Helen Tóth: The dusk belongs to us
Mgr. art. Helen Tóth, 1992, lives in Dunajská Streda and works in Bratislava in Nová Cvernovka. In 2007-2011 she studied at the Josef Vydra School of Applied Arts in Bratislava and later, in 2012-2016, at the Academy of Fine Arts in Bratislava in the studio of prof. Ivan Csudai and in 2016-2018 in the studio of prof. Daniel Fischer. She is a three-time finalist for the VÚB Bank Prize for Painting (2017, 2022 and 2023) and in 2022 she was nominated for the Piero D ́Amore E Colore Prize at The Others Art Fair in Turin, Italy. In 2022 she was nominated for the Strabag Artaward International Prize in Vienna. On the basis of the jury’s selection, she participated in the Zlín Youth Salon 2024. Her greatest success was her participation in the collective exhibition Belvedere na Hluboké – Let it Grow again! at the Alšův jihočeský gallery, which was co-organized by the Austrian Belveder. The exhibition included artists such as Anselm Kiefer, Rona Pondick, Honoré Daumier, Edmund Gwerk, Liza Lou, Krištof Kintera and others.

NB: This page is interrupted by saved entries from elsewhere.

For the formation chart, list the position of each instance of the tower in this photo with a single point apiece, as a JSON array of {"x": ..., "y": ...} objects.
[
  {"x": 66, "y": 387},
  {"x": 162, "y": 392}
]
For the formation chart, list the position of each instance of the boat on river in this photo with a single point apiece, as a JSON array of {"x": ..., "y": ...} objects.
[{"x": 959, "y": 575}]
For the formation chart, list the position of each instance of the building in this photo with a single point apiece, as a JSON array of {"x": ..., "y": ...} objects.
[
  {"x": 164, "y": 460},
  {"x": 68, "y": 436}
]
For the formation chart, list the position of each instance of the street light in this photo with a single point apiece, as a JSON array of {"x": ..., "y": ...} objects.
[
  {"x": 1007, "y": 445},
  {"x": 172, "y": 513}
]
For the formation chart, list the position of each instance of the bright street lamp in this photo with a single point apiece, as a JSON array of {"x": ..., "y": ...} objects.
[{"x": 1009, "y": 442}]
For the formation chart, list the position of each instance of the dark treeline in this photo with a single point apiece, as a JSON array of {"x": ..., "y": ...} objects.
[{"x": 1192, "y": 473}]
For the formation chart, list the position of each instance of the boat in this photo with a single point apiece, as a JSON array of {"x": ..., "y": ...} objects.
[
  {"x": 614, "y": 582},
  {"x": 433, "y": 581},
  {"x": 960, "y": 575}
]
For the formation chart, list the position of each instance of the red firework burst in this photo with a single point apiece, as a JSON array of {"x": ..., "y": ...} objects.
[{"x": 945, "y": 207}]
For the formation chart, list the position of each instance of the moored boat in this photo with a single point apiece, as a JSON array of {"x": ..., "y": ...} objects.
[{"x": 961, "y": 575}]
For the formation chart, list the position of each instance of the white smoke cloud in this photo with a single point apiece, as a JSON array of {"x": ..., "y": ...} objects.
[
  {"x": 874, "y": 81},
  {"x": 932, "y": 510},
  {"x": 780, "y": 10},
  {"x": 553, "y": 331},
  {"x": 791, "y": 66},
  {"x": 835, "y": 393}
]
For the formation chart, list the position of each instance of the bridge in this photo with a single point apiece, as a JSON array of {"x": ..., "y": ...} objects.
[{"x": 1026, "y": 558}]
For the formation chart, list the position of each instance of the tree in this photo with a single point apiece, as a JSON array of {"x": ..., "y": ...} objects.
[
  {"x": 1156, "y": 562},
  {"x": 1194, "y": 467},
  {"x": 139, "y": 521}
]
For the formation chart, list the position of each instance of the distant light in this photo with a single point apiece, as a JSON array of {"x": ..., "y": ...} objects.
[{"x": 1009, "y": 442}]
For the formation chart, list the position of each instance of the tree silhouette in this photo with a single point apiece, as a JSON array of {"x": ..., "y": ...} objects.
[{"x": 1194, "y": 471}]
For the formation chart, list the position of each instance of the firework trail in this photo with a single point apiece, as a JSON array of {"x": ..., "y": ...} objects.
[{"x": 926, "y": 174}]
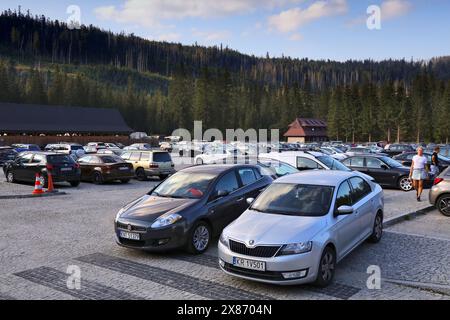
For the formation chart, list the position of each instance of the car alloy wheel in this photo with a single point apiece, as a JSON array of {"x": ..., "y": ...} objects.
[
  {"x": 326, "y": 268},
  {"x": 10, "y": 176},
  {"x": 377, "y": 232},
  {"x": 443, "y": 205},
  {"x": 405, "y": 184},
  {"x": 201, "y": 238}
]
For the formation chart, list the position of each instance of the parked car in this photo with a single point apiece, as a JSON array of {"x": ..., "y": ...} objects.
[
  {"x": 440, "y": 193},
  {"x": 27, "y": 164},
  {"x": 150, "y": 163},
  {"x": 396, "y": 149},
  {"x": 406, "y": 159},
  {"x": 386, "y": 171},
  {"x": 301, "y": 226},
  {"x": 26, "y": 147},
  {"x": 73, "y": 149},
  {"x": 105, "y": 168},
  {"x": 7, "y": 154},
  {"x": 189, "y": 208}
]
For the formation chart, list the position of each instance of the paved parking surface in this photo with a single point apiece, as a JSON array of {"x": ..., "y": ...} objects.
[{"x": 41, "y": 238}]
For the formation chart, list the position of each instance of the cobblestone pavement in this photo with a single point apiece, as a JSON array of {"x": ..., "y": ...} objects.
[{"x": 41, "y": 238}]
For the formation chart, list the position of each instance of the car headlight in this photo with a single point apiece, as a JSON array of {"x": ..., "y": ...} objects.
[
  {"x": 296, "y": 248},
  {"x": 164, "y": 221},
  {"x": 224, "y": 240}
]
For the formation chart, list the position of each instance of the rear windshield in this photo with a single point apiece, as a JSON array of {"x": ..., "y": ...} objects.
[
  {"x": 161, "y": 157},
  {"x": 60, "y": 159}
]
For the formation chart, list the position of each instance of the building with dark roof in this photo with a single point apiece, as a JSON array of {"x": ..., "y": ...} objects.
[
  {"x": 53, "y": 120},
  {"x": 307, "y": 130}
]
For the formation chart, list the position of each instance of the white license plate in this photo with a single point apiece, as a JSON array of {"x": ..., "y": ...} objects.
[
  {"x": 249, "y": 264},
  {"x": 130, "y": 235}
]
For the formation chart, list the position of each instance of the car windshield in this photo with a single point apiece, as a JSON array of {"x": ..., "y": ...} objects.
[
  {"x": 185, "y": 185},
  {"x": 295, "y": 200},
  {"x": 60, "y": 159},
  {"x": 111, "y": 159},
  {"x": 391, "y": 162},
  {"x": 333, "y": 164}
]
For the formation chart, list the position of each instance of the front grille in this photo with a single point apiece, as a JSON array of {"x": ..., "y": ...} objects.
[
  {"x": 124, "y": 226},
  {"x": 261, "y": 251},
  {"x": 264, "y": 275}
]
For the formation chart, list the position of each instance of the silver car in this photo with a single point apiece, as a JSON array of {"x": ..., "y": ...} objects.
[
  {"x": 440, "y": 193},
  {"x": 301, "y": 226}
]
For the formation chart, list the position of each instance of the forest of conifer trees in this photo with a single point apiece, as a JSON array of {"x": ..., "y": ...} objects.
[{"x": 159, "y": 86}]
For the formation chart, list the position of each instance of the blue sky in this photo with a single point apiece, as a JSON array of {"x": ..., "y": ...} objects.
[{"x": 314, "y": 29}]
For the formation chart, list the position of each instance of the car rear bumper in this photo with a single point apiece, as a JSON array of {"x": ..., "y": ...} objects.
[{"x": 275, "y": 267}]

There is a certain collective idea of the forest. Everyone thinks of the same things as a forest: trees, mountains, fresh air. But the actual being of a forest is quite independent of the way we understand what a forest is. Everyone interprets it in their own way, Helen explores forests from a visual point of view, observing their otherness, visual difference, perceiving shapes, colours, scents, textures, contrasts, compositions and atmospheres. She focuses on the dialogue between the different branches, which suddenly enter into a state of fusion, they may seem to be strangers to each other – each of them just came from a different corner, but that doesn’t mean that they can’t live together in a harmonious symbiosis. It carries a symbolic message: the act of relocating a specific element to a different environment, where it coexists seamlessly with the new, with the other. In the works, it replaces the gaze of man with the gaze of a tree – now it is the tree that takes care of the valley and becomes the guardian of the hill. That is why he depicts them similarly to the way people are depicted. The portraitist tries to penetrate the essence of the individual, and Helen equally tries to understand the trees. To become trees, to be thousands of trees at once, breathing through the thin, densely interwoven fibers of the understory, and to experience, to gain the experience of the forest. The selfish desire to reincarnate into nature with the possibility of retaining a human mind. To know, see and feel the happenings that elude us humans, that we cannot experience with our senses, that remain forever hidden from us. We can only imagine it. But imaginations are inaccurate. The human presence is completely excluded from the paintings, so that at least one place in the world remains out of human reach. The night belongs to the trees and the animals – it’s quite a comforting thought. There is no roaring or shooting at night. His work pays tribute to trees and plants that grow in spite of the harsh environment, the unpredictability of the weather, and harmful human activity, but still manage to make their way to the surface.